Construction of glomerular epithelial cells expressing both immune tolerance and GFP genes and application to cell therapy by cell transplantation

Cell therapy applied to wound healing or tissue regeneration presents a revolutionary realm to which principles of gene engineering and delivery may be applied. One promising application is the transplantation of cells into the wounded tissue to help the tissue repair. However, when cells are transplanted fromin vitro toin vivo, immune rejection occurs due to the immune response triggered by the activation of T-cell, and the transplanted cells are destroyed by the attack of activated T-cell and lose their function. Immune suppressant such as FK506 is commonly used to suppress immune rejection during transplantation. However, such kind of immune suppressants not only suppresses immune rejection in the periphery of transplanted cells but also suppresses whole immune response system against pathogenic infection. In order to solve this problem, we developed a method to protect the desired cells from immune rejection without impairing whole immune system during cell transplantation.
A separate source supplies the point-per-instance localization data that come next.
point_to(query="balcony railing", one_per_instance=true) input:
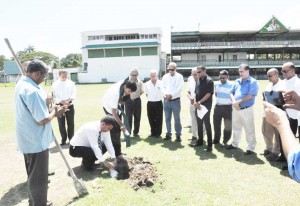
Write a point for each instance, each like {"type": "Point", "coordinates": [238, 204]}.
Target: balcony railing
{"type": "Point", "coordinates": [260, 63]}
{"type": "Point", "coordinates": [229, 45]}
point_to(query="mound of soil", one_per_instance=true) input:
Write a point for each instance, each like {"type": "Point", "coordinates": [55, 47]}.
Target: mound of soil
{"type": "Point", "coordinates": [139, 173]}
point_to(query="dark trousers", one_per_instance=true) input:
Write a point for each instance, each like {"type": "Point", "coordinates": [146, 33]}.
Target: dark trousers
{"type": "Point", "coordinates": [115, 134]}
{"type": "Point", "coordinates": [37, 173]}
{"type": "Point", "coordinates": [155, 117]}
{"type": "Point", "coordinates": [134, 108]}
{"type": "Point", "coordinates": [69, 116]}
{"type": "Point", "coordinates": [206, 121]}
{"type": "Point", "coordinates": [87, 154]}
{"type": "Point", "coordinates": [222, 112]}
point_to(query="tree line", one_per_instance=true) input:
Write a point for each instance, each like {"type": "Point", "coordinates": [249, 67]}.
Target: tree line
{"type": "Point", "coordinates": [29, 53]}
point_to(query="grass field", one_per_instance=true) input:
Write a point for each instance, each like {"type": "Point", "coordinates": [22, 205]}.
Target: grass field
{"type": "Point", "coordinates": [186, 176]}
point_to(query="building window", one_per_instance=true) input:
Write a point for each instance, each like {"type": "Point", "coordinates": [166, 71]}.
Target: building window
{"type": "Point", "coordinates": [146, 51]}
{"type": "Point", "coordinates": [131, 51]}
{"type": "Point", "coordinates": [113, 53]}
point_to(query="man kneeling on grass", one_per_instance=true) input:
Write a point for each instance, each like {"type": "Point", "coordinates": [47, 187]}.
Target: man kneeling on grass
{"type": "Point", "coordinates": [92, 140]}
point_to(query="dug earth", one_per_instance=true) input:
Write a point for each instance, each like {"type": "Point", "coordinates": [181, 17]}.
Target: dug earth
{"type": "Point", "coordinates": [136, 171]}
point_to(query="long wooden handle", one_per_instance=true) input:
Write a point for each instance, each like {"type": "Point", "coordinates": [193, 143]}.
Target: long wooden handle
{"type": "Point", "coordinates": [15, 56]}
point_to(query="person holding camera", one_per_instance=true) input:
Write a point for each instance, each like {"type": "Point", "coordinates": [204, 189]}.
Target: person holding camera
{"type": "Point", "coordinates": [270, 133]}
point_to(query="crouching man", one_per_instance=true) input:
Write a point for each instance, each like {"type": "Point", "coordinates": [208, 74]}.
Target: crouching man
{"type": "Point", "coordinates": [92, 140]}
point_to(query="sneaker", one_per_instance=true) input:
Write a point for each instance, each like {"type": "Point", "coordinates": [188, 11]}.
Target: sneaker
{"type": "Point", "coordinates": [168, 137]}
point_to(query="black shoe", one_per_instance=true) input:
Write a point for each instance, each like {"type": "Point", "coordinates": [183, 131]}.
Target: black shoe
{"type": "Point", "coordinates": [178, 139]}
{"type": "Point", "coordinates": [216, 142]}
{"type": "Point", "coordinates": [248, 152]}
{"type": "Point", "coordinates": [168, 137]}
{"type": "Point", "coordinates": [231, 147]}
{"type": "Point", "coordinates": [196, 144]}
{"type": "Point", "coordinates": [266, 152]}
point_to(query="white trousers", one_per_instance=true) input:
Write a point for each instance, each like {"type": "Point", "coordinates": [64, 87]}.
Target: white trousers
{"type": "Point", "coordinates": [243, 118]}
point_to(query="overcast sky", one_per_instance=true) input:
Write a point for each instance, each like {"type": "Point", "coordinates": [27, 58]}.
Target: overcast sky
{"type": "Point", "coordinates": [55, 25]}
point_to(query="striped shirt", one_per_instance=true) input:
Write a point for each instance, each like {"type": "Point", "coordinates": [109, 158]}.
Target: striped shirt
{"type": "Point", "coordinates": [222, 92]}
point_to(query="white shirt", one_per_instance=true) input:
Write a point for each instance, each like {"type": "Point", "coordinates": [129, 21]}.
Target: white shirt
{"type": "Point", "coordinates": [154, 92]}
{"type": "Point", "coordinates": [110, 99]}
{"type": "Point", "coordinates": [191, 87]}
{"type": "Point", "coordinates": [87, 136]}
{"type": "Point", "coordinates": [172, 85]}
{"type": "Point", "coordinates": [293, 84]}
{"type": "Point", "coordinates": [64, 90]}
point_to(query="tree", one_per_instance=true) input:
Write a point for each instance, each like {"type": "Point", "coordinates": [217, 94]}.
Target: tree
{"type": "Point", "coordinates": [46, 57]}
{"type": "Point", "coordinates": [71, 61]}
{"type": "Point", "coordinates": [2, 59]}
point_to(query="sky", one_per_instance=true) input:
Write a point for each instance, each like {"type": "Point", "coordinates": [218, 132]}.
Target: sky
{"type": "Point", "coordinates": [55, 26]}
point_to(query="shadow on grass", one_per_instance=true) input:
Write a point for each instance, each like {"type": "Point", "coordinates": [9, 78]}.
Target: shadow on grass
{"type": "Point", "coordinates": [15, 195]}
{"type": "Point", "coordinates": [153, 140]}
{"type": "Point", "coordinates": [169, 144]}
{"type": "Point", "coordinates": [239, 155]}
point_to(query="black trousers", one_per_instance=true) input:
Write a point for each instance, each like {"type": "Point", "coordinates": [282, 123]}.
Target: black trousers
{"type": "Point", "coordinates": [206, 121]}
{"type": "Point", "coordinates": [134, 108]}
{"type": "Point", "coordinates": [222, 112]}
{"type": "Point", "coordinates": [37, 177]}
{"type": "Point", "coordinates": [69, 116]}
{"type": "Point", "coordinates": [155, 117]}
{"type": "Point", "coordinates": [115, 134]}
{"type": "Point", "coordinates": [87, 154]}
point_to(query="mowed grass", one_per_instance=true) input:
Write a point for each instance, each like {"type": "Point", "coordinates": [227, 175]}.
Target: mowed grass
{"type": "Point", "coordinates": [186, 176]}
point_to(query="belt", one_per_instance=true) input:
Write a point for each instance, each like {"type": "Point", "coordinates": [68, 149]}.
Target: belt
{"type": "Point", "coordinates": [174, 99]}
{"type": "Point", "coordinates": [136, 99]}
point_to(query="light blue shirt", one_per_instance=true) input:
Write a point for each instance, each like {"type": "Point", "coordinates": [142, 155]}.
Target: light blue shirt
{"type": "Point", "coordinates": [294, 163]}
{"type": "Point", "coordinates": [222, 92]}
{"type": "Point", "coordinates": [31, 108]}
{"type": "Point", "coordinates": [241, 89]}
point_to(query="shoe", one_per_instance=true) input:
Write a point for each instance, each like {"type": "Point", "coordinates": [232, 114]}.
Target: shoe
{"type": "Point", "coordinates": [248, 152]}
{"type": "Point", "coordinates": [196, 144]}
{"type": "Point", "coordinates": [168, 137]}
{"type": "Point", "coordinates": [208, 149]}
{"type": "Point", "coordinates": [230, 147]}
{"type": "Point", "coordinates": [266, 152]}
{"type": "Point", "coordinates": [224, 145]}
{"type": "Point", "coordinates": [216, 142]}
{"type": "Point", "coordinates": [178, 139]}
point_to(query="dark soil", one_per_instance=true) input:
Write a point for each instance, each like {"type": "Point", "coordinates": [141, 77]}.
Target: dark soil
{"type": "Point", "coordinates": [139, 173]}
Previously, we reported the success of constructing glomerular epithelial cells for removal of immune complex, in which complement receptor of type 1 (CR1) was over-expressed on the membrane of renal glomerular epithelial cells and could bind immune complex of DNA/anti-DNA-antibody to remove immune complex through phagocytosis 1]. Attempting to apply the CR1-expressing cells to cell therapy and evade immune rejection during cell transplantation, we constructed three plasmids containing genes encoding a soluble fusion protein of cytolytic T lymphocyte associated antigen-4 (CTLA4Ig) and an enhanced green fluorescent protein (EGFP). The plasmids were transfected to the above-mentioned glomerular epithelial cells to express both genes simultaneously. Using the clone cells for cell transplantation showed that mice with autoimmune disease prolonged their life significantly as compared with the control mice, and two injections of the cells at the beginning of two weeks resulted in remarkable survivability, whereas it requires half a year and 50 administrations of proteins purified from the same amount of cells to achieve the same effect.